Friday, 30 September 2011

Industrial policy back in the Economist

At the risk of being a cracked record, countries need to consider industrial policy anew. Interestingly even the Economist is looking at industrial policy arguments and is willing to engage in debate on the issues. A new column discusses recent papers by Rodrik and others being relatively open to the arguments made about positive versus negative paths of innovation. 


However the slight bias for the Economist comes out towards the end ...
In effect, Mr Rodrik and others are arguing that industrial policy requires disinterested, benevolent policymakers who can do it well. Unfortunately, they do not yet have a recipe for how such policymakers can be created. Policy is made by real people with political and personal motivations. What they come up with is unlikely to be as well designed as the ones in the models.
Rodrik has argued elsewhere that industrial policy is an ongoing dialogue and depends on input from industry as much as from policymakers. But I am struck by the argument as it could be reflected into the economy generally. The market is embedded in society, designed and bounded by the laws of each country and a set of norms (those criticised by Ed Milliband in his recent Labour Party conference speech).

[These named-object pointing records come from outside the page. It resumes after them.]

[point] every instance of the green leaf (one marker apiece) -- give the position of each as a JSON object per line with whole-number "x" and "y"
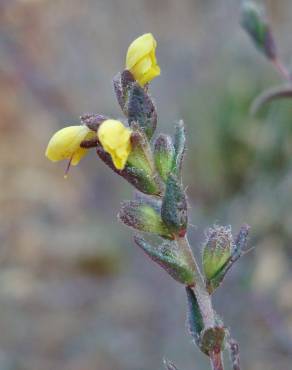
{"x": 122, "y": 84}
{"x": 163, "y": 155}
{"x": 212, "y": 340}
{"x": 179, "y": 147}
{"x": 254, "y": 22}
{"x": 140, "y": 169}
{"x": 174, "y": 207}
{"x": 168, "y": 256}
{"x": 194, "y": 317}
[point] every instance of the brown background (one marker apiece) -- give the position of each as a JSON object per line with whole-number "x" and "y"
{"x": 75, "y": 294}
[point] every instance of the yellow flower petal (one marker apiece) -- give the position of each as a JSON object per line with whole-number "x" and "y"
{"x": 65, "y": 144}
{"x": 115, "y": 140}
{"x": 141, "y": 59}
{"x": 140, "y": 47}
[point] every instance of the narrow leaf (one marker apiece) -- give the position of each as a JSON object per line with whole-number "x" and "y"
{"x": 141, "y": 110}
{"x": 274, "y": 93}
{"x": 194, "y": 317}
{"x": 169, "y": 258}
{"x": 143, "y": 217}
{"x": 174, "y": 207}
{"x": 179, "y": 147}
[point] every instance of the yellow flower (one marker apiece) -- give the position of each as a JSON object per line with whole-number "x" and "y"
{"x": 141, "y": 59}
{"x": 65, "y": 144}
{"x": 115, "y": 140}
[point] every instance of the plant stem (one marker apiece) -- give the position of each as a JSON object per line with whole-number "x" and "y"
{"x": 234, "y": 354}
{"x": 216, "y": 361}
{"x": 283, "y": 71}
{"x": 202, "y": 295}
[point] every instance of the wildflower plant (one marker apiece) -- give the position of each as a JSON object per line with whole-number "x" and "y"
{"x": 256, "y": 24}
{"x": 153, "y": 163}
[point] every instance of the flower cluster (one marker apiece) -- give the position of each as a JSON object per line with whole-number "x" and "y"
{"x": 152, "y": 164}
{"x": 112, "y": 135}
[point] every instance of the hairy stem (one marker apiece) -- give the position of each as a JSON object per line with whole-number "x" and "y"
{"x": 203, "y": 297}
{"x": 234, "y": 354}
{"x": 216, "y": 361}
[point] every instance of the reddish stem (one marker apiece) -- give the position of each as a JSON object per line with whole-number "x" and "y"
{"x": 282, "y": 69}
{"x": 216, "y": 360}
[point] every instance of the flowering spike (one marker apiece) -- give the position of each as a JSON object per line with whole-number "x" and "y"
{"x": 115, "y": 139}
{"x": 143, "y": 217}
{"x": 65, "y": 144}
{"x": 170, "y": 258}
{"x": 174, "y": 207}
{"x": 141, "y": 59}
{"x": 163, "y": 154}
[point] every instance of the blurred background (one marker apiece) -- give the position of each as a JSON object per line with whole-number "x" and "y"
{"x": 75, "y": 293}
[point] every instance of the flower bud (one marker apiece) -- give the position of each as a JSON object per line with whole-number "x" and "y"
{"x": 141, "y": 59}
{"x": 92, "y": 121}
{"x": 163, "y": 155}
{"x": 115, "y": 139}
{"x": 122, "y": 84}
{"x": 65, "y": 144}
{"x": 217, "y": 250}
{"x": 141, "y": 110}
{"x": 254, "y": 22}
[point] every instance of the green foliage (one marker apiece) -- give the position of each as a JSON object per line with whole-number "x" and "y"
{"x": 254, "y": 23}
{"x": 174, "y": 207}
{"x": 143, "y": 217}
{"x": 164, "y": 155}
{"x": 170, "y": 257}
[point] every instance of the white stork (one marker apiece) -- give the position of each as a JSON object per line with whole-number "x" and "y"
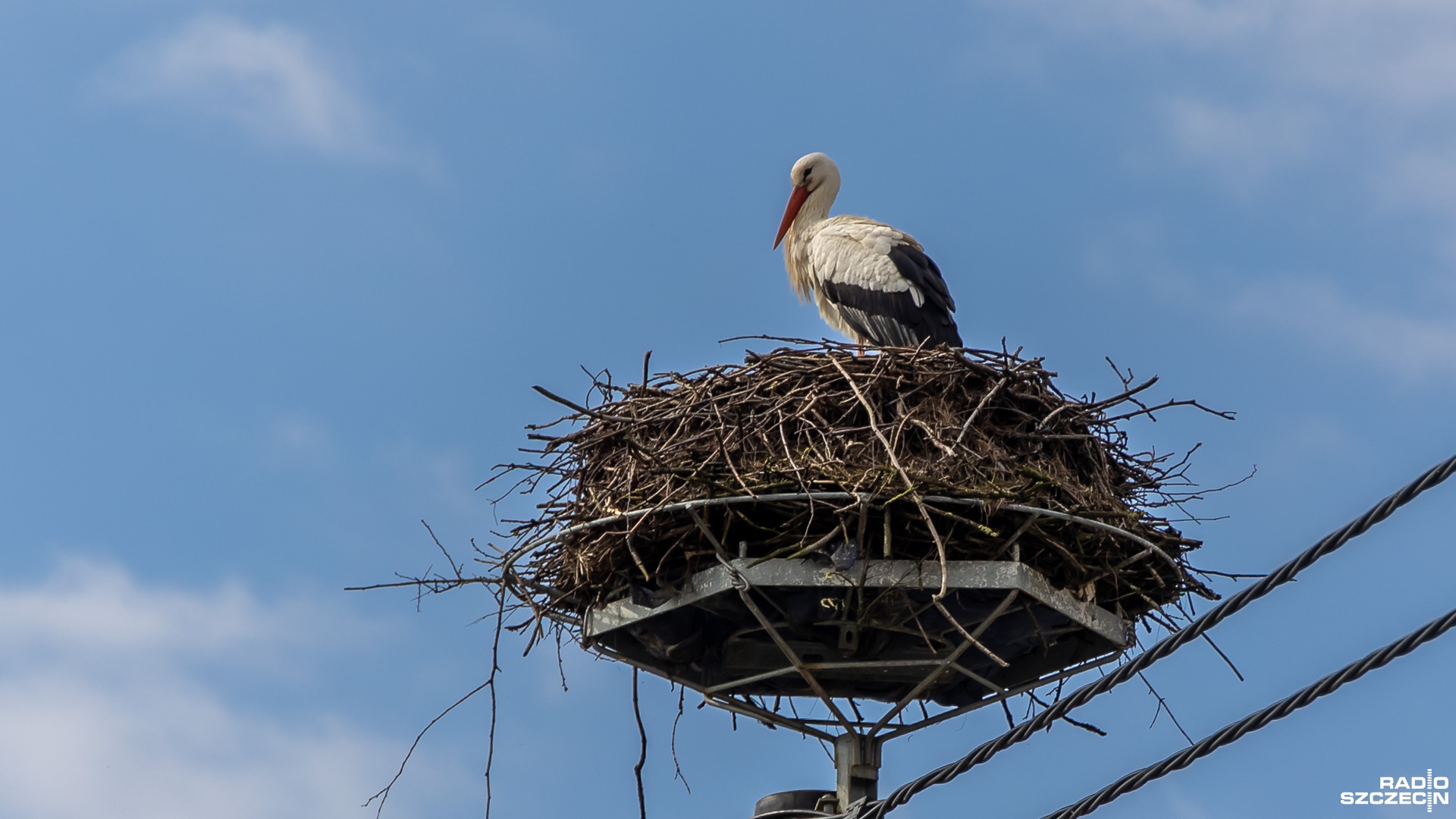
{"x": 871, "y": 281}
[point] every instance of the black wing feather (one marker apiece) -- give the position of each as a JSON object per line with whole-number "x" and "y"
{"x": 892, "y": 318}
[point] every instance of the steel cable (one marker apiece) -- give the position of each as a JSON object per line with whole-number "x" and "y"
{"x": 1171, "y": 643}
{"x": 1258, "y": 719}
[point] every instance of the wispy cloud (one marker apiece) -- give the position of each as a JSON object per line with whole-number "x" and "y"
{"x": 1367, "y": 83}
{"x": 1324, "y": 316}
{"x": 270, "y": 79}
{"x": 107, "y": 714}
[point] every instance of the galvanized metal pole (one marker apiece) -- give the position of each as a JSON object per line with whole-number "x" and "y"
{"x": 856, "y": 768}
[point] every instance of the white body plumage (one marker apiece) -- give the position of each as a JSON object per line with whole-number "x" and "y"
{"x": 870, "y": 281}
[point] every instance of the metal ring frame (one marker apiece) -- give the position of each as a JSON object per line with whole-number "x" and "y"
{"x": 873, "y": 730}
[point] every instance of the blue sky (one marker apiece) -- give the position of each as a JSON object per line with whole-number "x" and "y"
{"x": 275, "y": 281}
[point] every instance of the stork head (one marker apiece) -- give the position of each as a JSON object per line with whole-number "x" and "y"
{"x": 813, "y": 175}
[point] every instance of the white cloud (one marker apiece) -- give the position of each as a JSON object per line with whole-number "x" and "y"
{"x": 1244, "y": 145}
{"x": 1369, "y": 82}
{"x": 105, "y": 713}
{"x": 271, "y": 80}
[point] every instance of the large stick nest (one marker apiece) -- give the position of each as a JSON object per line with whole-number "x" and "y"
{"x": 897, "y": 428}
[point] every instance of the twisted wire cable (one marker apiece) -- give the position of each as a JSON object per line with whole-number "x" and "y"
{"x": 1166, "y": 646}
{"x": 1258, "y": 719}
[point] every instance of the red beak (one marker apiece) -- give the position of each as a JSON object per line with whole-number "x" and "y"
{"x": 795, "y": 203}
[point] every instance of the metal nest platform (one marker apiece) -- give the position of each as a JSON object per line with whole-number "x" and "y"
{"x": 848, "y": 630}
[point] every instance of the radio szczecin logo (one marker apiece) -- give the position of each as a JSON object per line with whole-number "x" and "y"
{"x": 1424, "y": 792}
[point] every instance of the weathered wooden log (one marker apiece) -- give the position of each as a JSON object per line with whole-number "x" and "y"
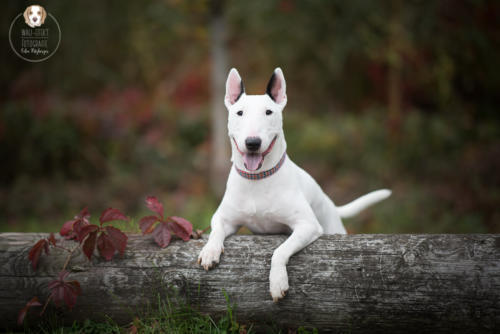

If policymakers cannot be expected to be perfect designers of industrial policy, let's not assume that financial engineers and captains of industry are perfect decision makers either. 


How can such policymakers be created? Well in the UK a step forward is to provide stronger training, as with the new Blavatnik School of Government opening at Oxford, and to have a more transparent policy process that engages a broad conversation rather than trying to keep everything under the covers. By taking us away from the images of Sir Humphrey and into a more professionalised policy process we can hope for better outcomes.


In the meantime let's be grown up and have a realistic conversation on industrial policy that is not trapped in the tropes of the 80s.